Exploring SimFin API Using Exploratory Data Analysis

Analysis, in general, is the process of exploring a topic in particular by breaking and simplifying it into smaller sub-topics to gain insights and a better understanding. The process of evaluating a business and its associated resources such as projects, budgets, and other finance-related information is known as Financial analysis. Financial Analysis performed on a particular business helps us determine its performance and suitability for others. It also provides us with a better understanding of whether the entity, in particular, is profitable enough to provide a return on investment to its investors, is the entity stable and solvent or not. In other words, it is the process of determining the financial strengths and weaknesses of the entity by establishing a strategic relationship between the items of the entity, such as balance sheets, profit and loss account, and other financial statements.

Financial analysis is used to evaluate economic trends, set financial policies, help build long-term plans for business activities, and identify projects or companies for investment. This is done through the crunching of financial numbers and data. Financial analysis is generally conducted in both corporate finance and investment finance settings. There are two ways of conducting a financial analysis: Internal Analysis and External Analysis. When conducted Internally, the analysis can help managers and business heads make key decisions from the generated insights or review their historical trends to analyse and review what has worked for them in the past. On the other hand, Analysis, when conducted Externally, helps potential investors explore and choose the best investment opportunities or policies. 

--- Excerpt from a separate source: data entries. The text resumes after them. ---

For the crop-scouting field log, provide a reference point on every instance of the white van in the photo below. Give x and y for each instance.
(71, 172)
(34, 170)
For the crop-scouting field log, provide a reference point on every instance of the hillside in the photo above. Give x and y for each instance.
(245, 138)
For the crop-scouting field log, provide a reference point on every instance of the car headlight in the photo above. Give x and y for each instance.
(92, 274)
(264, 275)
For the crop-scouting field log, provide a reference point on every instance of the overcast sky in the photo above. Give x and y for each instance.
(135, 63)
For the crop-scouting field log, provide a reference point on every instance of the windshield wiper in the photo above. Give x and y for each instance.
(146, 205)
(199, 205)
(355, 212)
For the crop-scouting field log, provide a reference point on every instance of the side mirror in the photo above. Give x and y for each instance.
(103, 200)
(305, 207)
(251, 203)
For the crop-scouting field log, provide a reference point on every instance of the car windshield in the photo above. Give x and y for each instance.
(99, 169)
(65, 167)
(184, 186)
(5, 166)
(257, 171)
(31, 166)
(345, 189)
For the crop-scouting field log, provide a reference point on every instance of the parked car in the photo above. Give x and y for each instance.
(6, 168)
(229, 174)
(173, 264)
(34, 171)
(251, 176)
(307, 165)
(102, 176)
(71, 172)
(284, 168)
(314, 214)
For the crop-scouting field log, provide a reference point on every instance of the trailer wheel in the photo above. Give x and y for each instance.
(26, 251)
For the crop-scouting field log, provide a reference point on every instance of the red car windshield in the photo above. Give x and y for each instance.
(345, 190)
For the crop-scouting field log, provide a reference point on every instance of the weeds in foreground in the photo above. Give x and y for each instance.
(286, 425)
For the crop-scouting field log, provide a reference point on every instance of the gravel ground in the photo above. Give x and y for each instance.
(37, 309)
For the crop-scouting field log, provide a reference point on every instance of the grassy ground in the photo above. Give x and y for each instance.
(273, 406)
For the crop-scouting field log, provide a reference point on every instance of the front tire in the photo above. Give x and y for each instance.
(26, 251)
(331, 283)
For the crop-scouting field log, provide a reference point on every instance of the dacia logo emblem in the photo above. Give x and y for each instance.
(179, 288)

When conducted, such analytical research also helps the top management determine the success or failure of the company’s operation, appreciating and appraising an individual’s performance and contribution to the organization, realising whether the firm’s resources are being used efficiently and evaluating the internal control system. Investors who have invested their money into the firm’s shares are always keen and interested in its performance earnings and future profitability. Financial analysis helps them predict and interpret the firm’s bankruptcy and failure probability of its business enterprises. After being aware of a probable failure, investors can take preventive measures that can help them to avoid and minimize financial losses.

Investing in stocks requires a careful analysis of the financial data to determine a company’s true worth. This can be time-consuming and somewhat cumbersome. The easier way to find out about a company’s performance is to look at its financial ratios, most of which are freely available on the internet. Data Analysts and Market Researchers can use one such library to explore financial data, known as Simfin.

What is Simfin?

Simfin is an open world crowdsourcing platform to explore and research fundamental financial data. All the present data is free, easily accessible, readily available and user-generated.  Simfin aims to make financial data freely available to private investors, researchers, and students. The data collection process is self-automated and combined along with machine learning technologies. With such available data services, SimFin aims to help those investors and researchers who cannot afford to have huge investments per year on data. SimFin tries to also maintain a check on their data by manually updating and expanding its datasets. SimFin makes it very easy to obtain and use financial and stock market data in Python. The easiest way of working with the entire datasets is to use the Python API for SimFin; it automatically downloads the share-prices through its in technology, known as signal and fundamental data from the SimFin server is fetched in no time, also saves the data to disk for future use, and loads the data into the Pandas DataFrames easily. It features data for more than 2000+ companies and standardised statements, and a stock screener with 70+ company ratios and shareable.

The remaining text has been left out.